Dr. Fazale Rana, in an article on the popular website, sought to address a question asked regarding biblical inerrancy.

He writes thus:

A Facebook friend named Oliver recently asked for help addressing an unusual challenge to biblical inerrancy. A skeptical friend of Oliver’s claimed that the Bible misrepresents the timing of camel domestication. He wrote, “If the Bible can’t even get that right, how can I believe the rest of what it says?”

I admit I had not heard of this particular objection until Oliver brought it to my attention.

CamelsIt turns out to be a relatively recent challenge. In late 2013, two researchers from Tel Aviv University reported that domesticated camels first appeared in Israel around 930 BC.1 Yet Genesis mentions domesticated camels several times. For example, in Genesis 12, Pharaoh gifts Abraham (then Abram) with camels and later, in Genesis 24, Rebekah offers to draw water for a camel caravan. The camel use described in Genesis would have taken place around 2000 to 1500 BC.

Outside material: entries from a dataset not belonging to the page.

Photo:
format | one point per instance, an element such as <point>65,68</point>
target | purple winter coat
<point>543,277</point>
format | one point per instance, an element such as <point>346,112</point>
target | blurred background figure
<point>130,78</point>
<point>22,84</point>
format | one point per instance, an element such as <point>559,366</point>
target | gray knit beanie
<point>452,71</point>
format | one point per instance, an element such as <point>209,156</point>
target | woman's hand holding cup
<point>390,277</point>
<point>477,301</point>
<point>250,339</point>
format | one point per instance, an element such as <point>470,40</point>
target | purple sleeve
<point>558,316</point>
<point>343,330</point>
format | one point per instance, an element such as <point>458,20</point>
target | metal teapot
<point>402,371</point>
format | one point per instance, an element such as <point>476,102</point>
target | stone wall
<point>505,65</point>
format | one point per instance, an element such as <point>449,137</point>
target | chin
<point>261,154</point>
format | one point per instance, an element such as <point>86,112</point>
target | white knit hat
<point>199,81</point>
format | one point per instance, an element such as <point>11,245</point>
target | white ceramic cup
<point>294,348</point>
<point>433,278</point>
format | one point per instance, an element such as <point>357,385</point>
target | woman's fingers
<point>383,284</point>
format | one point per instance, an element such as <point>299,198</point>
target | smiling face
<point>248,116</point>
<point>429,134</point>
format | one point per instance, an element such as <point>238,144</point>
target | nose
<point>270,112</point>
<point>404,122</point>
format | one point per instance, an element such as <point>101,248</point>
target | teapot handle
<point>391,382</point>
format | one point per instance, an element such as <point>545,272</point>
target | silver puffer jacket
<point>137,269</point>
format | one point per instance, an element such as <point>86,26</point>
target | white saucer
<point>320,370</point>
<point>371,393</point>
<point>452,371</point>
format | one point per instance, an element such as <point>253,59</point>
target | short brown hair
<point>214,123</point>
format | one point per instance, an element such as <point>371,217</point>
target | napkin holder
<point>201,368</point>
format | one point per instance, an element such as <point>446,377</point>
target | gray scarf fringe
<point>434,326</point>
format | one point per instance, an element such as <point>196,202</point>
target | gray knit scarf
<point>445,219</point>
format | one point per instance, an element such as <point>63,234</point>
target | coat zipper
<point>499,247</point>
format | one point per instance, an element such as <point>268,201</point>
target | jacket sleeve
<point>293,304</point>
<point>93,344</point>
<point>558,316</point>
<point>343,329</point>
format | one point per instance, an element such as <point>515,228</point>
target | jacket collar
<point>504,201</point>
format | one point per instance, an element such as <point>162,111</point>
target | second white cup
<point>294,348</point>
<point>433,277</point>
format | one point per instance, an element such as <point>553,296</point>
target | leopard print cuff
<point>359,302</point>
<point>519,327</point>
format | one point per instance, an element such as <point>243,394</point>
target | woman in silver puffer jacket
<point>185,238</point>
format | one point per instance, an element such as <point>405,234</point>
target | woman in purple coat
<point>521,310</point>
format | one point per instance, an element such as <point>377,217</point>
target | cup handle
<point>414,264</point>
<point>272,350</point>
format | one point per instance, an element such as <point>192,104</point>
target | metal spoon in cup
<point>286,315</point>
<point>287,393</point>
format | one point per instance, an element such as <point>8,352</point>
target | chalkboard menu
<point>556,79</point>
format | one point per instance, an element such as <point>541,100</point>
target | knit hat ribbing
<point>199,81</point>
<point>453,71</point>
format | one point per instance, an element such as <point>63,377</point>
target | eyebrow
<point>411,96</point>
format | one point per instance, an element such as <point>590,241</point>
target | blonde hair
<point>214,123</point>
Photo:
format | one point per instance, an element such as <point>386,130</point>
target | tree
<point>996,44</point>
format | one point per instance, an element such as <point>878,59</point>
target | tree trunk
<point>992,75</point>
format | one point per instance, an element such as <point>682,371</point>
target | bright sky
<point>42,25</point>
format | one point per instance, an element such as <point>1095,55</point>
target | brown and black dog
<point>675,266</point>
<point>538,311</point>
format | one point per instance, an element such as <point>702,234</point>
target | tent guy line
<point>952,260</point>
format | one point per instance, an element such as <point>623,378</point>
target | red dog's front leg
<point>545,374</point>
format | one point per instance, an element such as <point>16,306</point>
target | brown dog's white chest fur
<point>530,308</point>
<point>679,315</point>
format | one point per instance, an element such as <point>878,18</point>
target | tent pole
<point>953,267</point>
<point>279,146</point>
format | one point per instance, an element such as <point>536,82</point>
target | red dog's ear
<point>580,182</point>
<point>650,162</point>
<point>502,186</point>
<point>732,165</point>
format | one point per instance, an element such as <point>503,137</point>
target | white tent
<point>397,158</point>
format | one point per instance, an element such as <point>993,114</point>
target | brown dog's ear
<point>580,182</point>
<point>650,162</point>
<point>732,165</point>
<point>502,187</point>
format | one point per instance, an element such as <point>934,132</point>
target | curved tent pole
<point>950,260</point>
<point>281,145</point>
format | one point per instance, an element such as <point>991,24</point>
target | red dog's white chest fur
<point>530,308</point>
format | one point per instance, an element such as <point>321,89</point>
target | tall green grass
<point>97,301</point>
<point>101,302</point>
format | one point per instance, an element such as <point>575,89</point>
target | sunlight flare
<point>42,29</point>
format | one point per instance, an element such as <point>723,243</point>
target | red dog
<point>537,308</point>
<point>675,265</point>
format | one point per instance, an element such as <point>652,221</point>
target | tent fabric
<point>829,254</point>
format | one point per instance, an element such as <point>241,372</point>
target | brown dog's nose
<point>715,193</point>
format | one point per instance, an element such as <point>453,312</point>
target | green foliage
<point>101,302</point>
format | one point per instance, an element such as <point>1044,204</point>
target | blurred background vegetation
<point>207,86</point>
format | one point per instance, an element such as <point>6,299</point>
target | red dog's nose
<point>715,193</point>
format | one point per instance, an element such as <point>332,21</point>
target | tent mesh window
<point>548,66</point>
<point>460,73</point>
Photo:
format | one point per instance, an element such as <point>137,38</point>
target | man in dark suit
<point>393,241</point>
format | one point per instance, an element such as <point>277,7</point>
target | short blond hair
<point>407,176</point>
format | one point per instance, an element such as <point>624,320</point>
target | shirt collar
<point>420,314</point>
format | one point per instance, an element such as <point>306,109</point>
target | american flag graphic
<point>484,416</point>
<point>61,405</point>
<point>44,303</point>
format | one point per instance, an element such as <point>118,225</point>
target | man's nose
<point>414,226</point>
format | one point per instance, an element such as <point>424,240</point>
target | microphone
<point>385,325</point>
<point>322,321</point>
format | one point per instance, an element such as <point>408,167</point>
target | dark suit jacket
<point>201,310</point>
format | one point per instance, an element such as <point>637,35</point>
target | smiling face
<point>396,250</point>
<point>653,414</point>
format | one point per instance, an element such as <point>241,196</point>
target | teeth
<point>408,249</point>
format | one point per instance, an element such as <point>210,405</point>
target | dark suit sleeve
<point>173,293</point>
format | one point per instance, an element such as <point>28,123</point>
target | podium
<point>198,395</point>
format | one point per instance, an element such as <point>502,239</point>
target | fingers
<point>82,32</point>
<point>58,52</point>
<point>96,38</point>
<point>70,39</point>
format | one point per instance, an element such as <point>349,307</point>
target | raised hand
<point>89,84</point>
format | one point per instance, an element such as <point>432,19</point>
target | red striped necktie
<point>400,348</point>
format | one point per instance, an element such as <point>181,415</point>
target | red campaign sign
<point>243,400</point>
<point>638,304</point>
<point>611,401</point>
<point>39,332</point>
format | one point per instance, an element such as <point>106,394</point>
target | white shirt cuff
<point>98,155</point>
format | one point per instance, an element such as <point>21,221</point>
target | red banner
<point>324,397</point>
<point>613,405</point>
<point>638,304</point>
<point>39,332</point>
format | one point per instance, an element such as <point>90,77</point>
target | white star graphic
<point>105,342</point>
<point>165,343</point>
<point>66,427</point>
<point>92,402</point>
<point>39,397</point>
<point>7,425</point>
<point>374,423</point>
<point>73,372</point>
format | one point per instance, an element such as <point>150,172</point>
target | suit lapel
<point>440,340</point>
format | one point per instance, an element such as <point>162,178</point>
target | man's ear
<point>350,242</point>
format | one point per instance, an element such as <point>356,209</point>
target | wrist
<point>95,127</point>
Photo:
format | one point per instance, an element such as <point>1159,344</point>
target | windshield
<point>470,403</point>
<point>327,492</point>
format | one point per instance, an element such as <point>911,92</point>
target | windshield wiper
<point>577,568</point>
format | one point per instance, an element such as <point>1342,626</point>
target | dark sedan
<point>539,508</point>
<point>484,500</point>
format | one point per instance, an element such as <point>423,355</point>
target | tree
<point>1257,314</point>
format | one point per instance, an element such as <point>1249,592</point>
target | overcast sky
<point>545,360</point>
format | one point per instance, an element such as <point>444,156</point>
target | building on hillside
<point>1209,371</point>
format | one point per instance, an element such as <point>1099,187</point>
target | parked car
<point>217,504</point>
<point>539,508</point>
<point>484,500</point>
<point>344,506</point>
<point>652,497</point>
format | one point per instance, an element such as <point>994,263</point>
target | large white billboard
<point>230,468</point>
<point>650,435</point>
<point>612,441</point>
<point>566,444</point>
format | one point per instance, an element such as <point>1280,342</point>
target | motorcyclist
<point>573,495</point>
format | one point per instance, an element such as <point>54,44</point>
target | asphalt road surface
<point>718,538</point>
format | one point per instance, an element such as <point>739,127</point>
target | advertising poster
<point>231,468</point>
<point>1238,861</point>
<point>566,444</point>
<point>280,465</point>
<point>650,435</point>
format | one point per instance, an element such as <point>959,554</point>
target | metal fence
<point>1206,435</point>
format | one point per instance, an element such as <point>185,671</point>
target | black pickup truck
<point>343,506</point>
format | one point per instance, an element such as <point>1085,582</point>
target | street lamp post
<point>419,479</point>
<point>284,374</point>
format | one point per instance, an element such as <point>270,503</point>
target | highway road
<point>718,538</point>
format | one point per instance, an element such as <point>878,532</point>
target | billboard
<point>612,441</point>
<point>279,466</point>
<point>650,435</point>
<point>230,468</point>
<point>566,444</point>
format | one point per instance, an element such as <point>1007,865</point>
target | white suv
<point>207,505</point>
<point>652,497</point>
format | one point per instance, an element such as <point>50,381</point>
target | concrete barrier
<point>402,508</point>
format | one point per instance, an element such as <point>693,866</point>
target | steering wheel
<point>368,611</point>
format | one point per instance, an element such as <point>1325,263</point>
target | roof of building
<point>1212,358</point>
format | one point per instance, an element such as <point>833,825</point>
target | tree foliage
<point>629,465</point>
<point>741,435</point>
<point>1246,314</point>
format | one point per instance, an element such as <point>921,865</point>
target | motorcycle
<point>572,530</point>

Skeptics have been quick to note that the mention of camels in Genesis is a significant discrepancy. It indicates, they say, that this portion of Scripture was written at a much later date than previously thought and not by Moses, as tradition has it. According to Israeli biblical scholar Noam Mizrahi, the camel stories in Genesis “should be viewed as back-projections from a much later period.”2 Mizrahi continued, “These traditions were indeed reformulated in relatively late periods after camels had been integrated into the Near Eastern economic system.”3

The Israeli archeologists didn’t undertake their work on camel domestication in order to test the Bible’s reliability. They simply wanted to determine when dromedary camels (the one-humped variety) were first domesticated in the Levant. The domestication of camels permitted long distance trade across the desert for the first time, connecting Arabia with India. This connectivity had huge social and economic impacts.